Converting ITS documentation

I've been playing around a bit more with the Incompatible Timesharing System (ITS). I figured out enough networking on my Mac to be able to use the Java Supdup terminal application to interact with KLH-10 simulating the KS10 architecture.

As part of my study, I have also been converting some INFO files to Texinfo, starting the with the file (slow link to ITS system) INFO;DDT > which Bjorn Victor converted to an HTML version: DDT Primer). I like Texinfo because it can (theoretically) print nice looking books for an ebook reader like my new Kindle Paperwhite, as well as Info compatible for Emacs navigation, and HTML.

Actually distributing these files is problematic. ITS generally seems to have operated with a pretty free notion of distribution: send a magnetic tape to pretty much anyone with a PDP-10 who asked, without executing any kind of explicit license agreement, or even having copyright notices on the text. Anyone with access to the system could take it upon themselves to edit these files. It is pretty much impossible to tell who wrote or collaborated on these files, at what time, for whom they were working, and what their employer (mostly the AI Lab at MIT) agreed to allow.
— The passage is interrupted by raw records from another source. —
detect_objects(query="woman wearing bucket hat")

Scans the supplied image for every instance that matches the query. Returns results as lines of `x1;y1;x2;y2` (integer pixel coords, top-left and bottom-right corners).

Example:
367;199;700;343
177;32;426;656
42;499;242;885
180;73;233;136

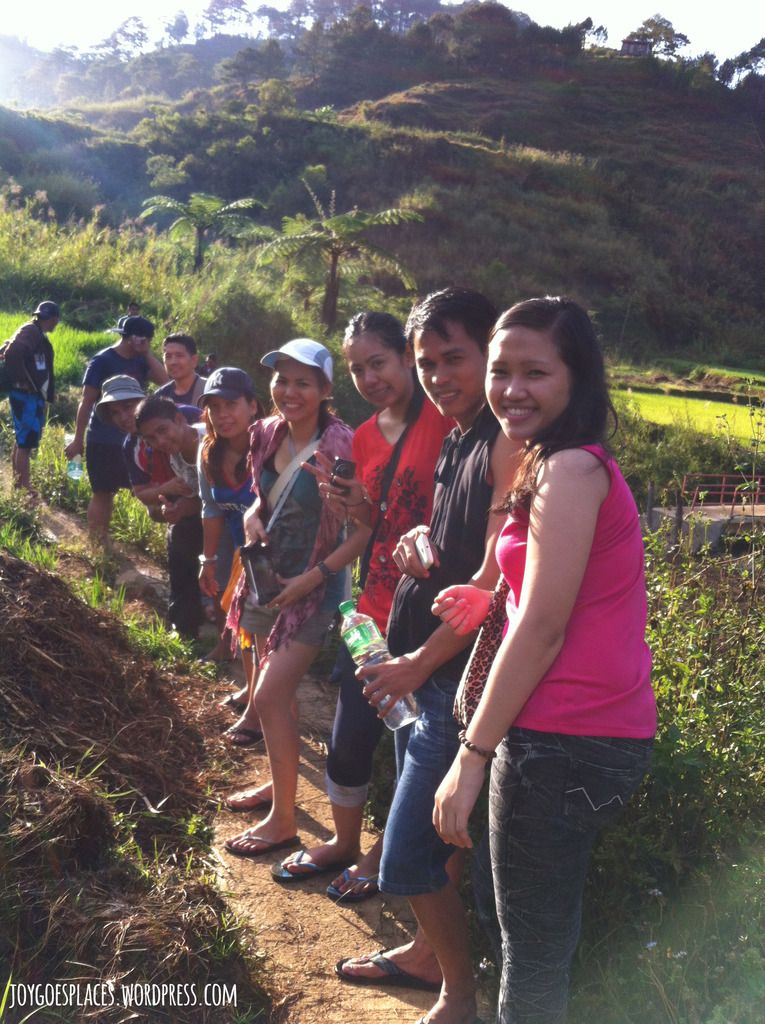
222;339;371;860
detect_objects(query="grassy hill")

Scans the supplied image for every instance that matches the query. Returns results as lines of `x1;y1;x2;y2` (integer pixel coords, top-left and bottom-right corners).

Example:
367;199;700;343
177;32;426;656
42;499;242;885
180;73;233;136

Some of these files were electronic versions of AI memos and other MIT publications.

MIT apparently released a fraction of the ITS code (not enough to actually use, and without the documents) under GPL, but fuller distributions have been made informally, probably originating with the former operators of the ITS systems. Some initial versions of these dumps had a bunch of personal e-mail files and the personal data in the user data base, and later versions were scrubbed of most of this information. Even these scrubbed versions are generally unavailable, though this may be from negligence in the web hosting rather than the result of a legal takedown request.

Technically speaking, the ebook conversions are still a bit messy: I am using dbtoepub (a Ruby script converting Docbook to EPUB, and a 'texinfo-to-mobi' shell script which invokes makeinfo, dbtoepub, and Amazon's kindlegen binary to create a Kindle document. I have issues with the Table of Contents, Chapter headings for untitled chapters, and links from the index not navigating to the ideal place. I also found Emacs Info doesn't like it if I use a UTF-8 multibyte character: it seems to improperly count by characters where makeinfo counted by bytes.

I am using UTF-8 to provide a (SAIL-style?) lozenge rendering of "Altmode." Altmode is ASCII code ESC (27 decimal, 33 octal, 0x1B hex), although sometimes it is octal 175; it seems ASCII and terminals changed what they meant. Much of the time, Altmode echoes as a dollar sign $. In Supdup (see RFC 734), octal 4033 is apparently the ◊ lozenge character, and *that* can be used to echo Altmode. I like the lozenge better; it definitely stands out in Courier-style script more than $ does. Unicode denotes this as U+25CA. The TeX side of Texinfo doesn't really "get" Unicode, or even very much "funny characters," but I was able to find a TeX macro in plain.tex for \diamond that I could hack into my texinfo document and my conversion tools translated this to Unicode acceptably.

The "keystroke" index is a bit funky: it doesn't like my altmode characters. Metavariable notation using <var> is not supported by the semantic markup: info would show it as VAR, which I think is a really bad choice when all the other command keys are in upper case. Likewise for Control characters; I'd like ^Z, etc., to look nice, and be semantically understood for indexing, but not use C-Z or C-z notation. I'd like to be able to specify initial Texinfo variable settings from the command line (so that I could say 'makeinfo --altmodechar=$' or '--altmodechar=\033' to render my Info files in other ways), but I can only specify boolean flags that way.